CLSDASMar 7, 2023

Do Prosody Transfer Models Transfer Prosody?

arXiv:2303.04289v114 citationsh-index: 50
Originality Incremental advance
AI Analysis

This work addresses a key inconsistency in prosody transfer models for TTS synthesis, revealing limitations that could impact their practical application in generating natural-sounding speech.

The paper investigates whether prosody transfer models in Text-to-Speech synthesis actually transfer prosody by proposing a training method using prosodically-related but different utterances, and finds that this leads to significantly worse performance compared to using identical utterances, suggesting the models learn utterance-level representations rather than transferable prosody.
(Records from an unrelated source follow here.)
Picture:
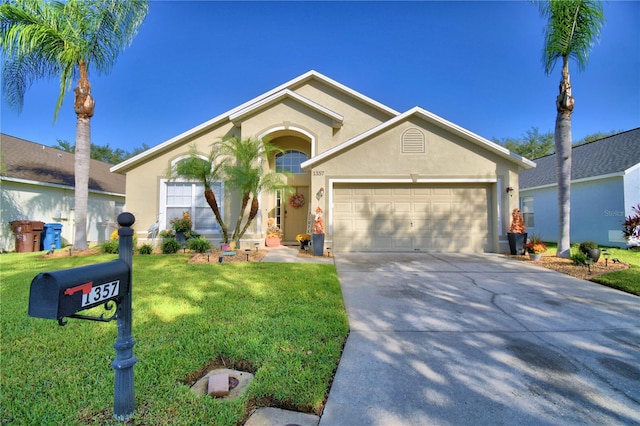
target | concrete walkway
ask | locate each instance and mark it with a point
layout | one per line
(477, 339)
(290, 255)
(457, 339)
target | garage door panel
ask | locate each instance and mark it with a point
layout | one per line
(411, 217)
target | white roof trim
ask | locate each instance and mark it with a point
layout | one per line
(239, 116)
(224, 116)
(439, 121)
(583, 180)
(56, 185)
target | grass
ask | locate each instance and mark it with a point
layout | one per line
(626, 280)
(285, 322)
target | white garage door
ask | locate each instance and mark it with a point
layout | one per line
(412, 217)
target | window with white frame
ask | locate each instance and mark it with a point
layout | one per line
(527, 212)
(289, 161)
(184, 196)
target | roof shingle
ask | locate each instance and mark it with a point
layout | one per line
(35, 162)
(613, 154)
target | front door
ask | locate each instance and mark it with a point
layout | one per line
(294, 220)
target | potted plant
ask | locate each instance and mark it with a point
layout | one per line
(303, 239)
(318, 234)
(273, 233)
(535, 247)
(591, 250)
(182, 226)
(517, 234)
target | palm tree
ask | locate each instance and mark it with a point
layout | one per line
(241, 164)
(207, 172)
(246, 173)
(573, 27)
(42, 39)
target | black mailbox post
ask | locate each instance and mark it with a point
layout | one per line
(61, 294)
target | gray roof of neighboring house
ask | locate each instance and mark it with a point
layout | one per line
(31, 161)
(613, 154)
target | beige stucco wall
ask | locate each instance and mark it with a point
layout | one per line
(22, 201)
(358, 117)
(291, 124)
(447, 157)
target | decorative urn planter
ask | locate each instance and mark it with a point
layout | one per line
(272, 241)
(593, 254)
(317, 244)
(516, 243)
(517, 234)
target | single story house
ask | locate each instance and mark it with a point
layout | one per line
(385, 180)
(38, 185)
(605, 184)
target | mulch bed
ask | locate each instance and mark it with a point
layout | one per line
(240, 256)
(548, 261)
(566, 266)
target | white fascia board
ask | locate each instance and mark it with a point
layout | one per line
(500, 150)
(346, 144)
(479, 140)
(237, 117)
(57, 186)
(225, 116)
(632, 169)
(573, 182)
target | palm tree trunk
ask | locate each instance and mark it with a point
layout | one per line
(564, 105)
(236, 231)
(213, 203)
(252, 214)
(84, 108)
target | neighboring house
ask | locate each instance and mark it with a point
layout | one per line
(605, 184)
(38, 184)
(386, 181)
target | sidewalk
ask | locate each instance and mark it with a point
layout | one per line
(289, 254)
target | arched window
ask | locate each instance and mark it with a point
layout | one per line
(289, 161)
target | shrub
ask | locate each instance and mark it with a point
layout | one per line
(587, 245)
(111, 246)
(578, 256)
(170, 246)
(145, 249)
(198, 244)
(631, 223)
(535, 245)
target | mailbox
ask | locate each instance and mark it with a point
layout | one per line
(59, 294)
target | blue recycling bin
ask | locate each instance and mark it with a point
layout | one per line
(52, 237)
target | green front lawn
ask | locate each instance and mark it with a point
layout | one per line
(627, 280)
(285, 322)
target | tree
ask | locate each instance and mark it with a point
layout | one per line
(532, 145)
(573, 26)
(241, 164)
(102, 152)
(42, 39)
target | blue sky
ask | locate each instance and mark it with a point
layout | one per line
(476, 64)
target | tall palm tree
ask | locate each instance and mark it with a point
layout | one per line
(43, 39)
(207, 172)
(573, 27)
(241, 164)
(246, 173)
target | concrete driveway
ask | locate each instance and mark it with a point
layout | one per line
(460, 339)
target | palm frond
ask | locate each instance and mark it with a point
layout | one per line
(573, 27)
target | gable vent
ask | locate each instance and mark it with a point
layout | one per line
(413, 142)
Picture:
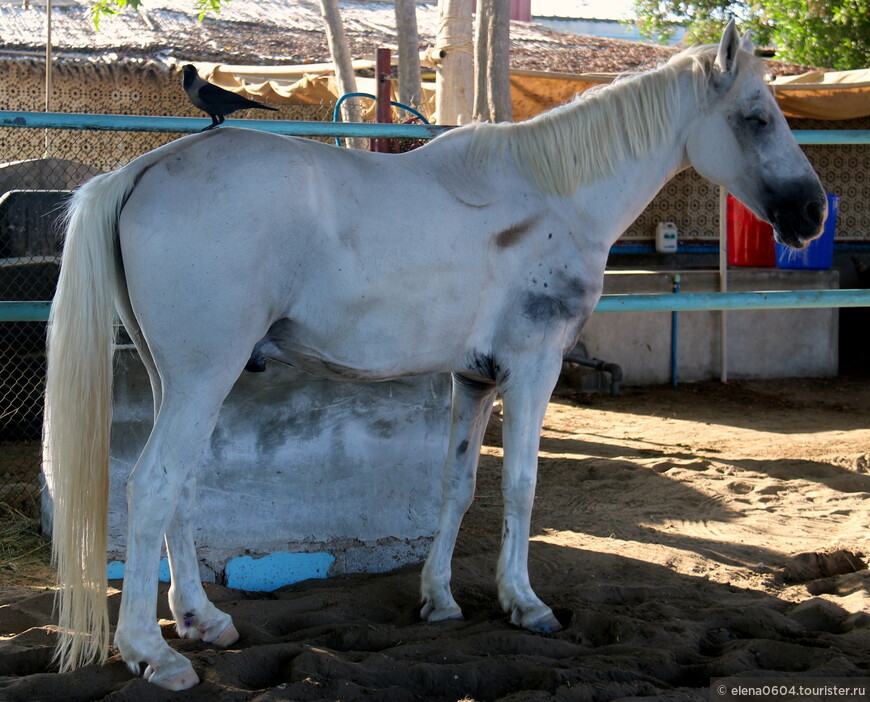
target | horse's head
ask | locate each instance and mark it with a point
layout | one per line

Some recent models for Text-to-Speech synthesis aim to transfer the prosody of a reference utterance to the generated target synthetic speech. This is done by using a learned embedding of the reference utterance, which is used to condition speech generation. During training, the reference utterance is identical to the target utterance. Yet, during synthesis, these models are often used to transfer prosody from a reference that differs from the text or speaker being synthesized. To address this inconsistency, we propose to use a different, but prosodically-related, utterance during training too. We believe this should encourage the model to learn to transfer only those characteristics that the reference and target have in common. If prosody transfer methods do indeed transfer prosody they should be able to be trained in the way we propose. However, results show that a model trained under these conditions performs significantly worse than one trained using the target utterance as a reference. To explain this, we hypothesize that prosody transfer models do not learn a transferable representation of prosody, but rather an utterance-level representation which is highly dependent on both the reference speaker and reference text.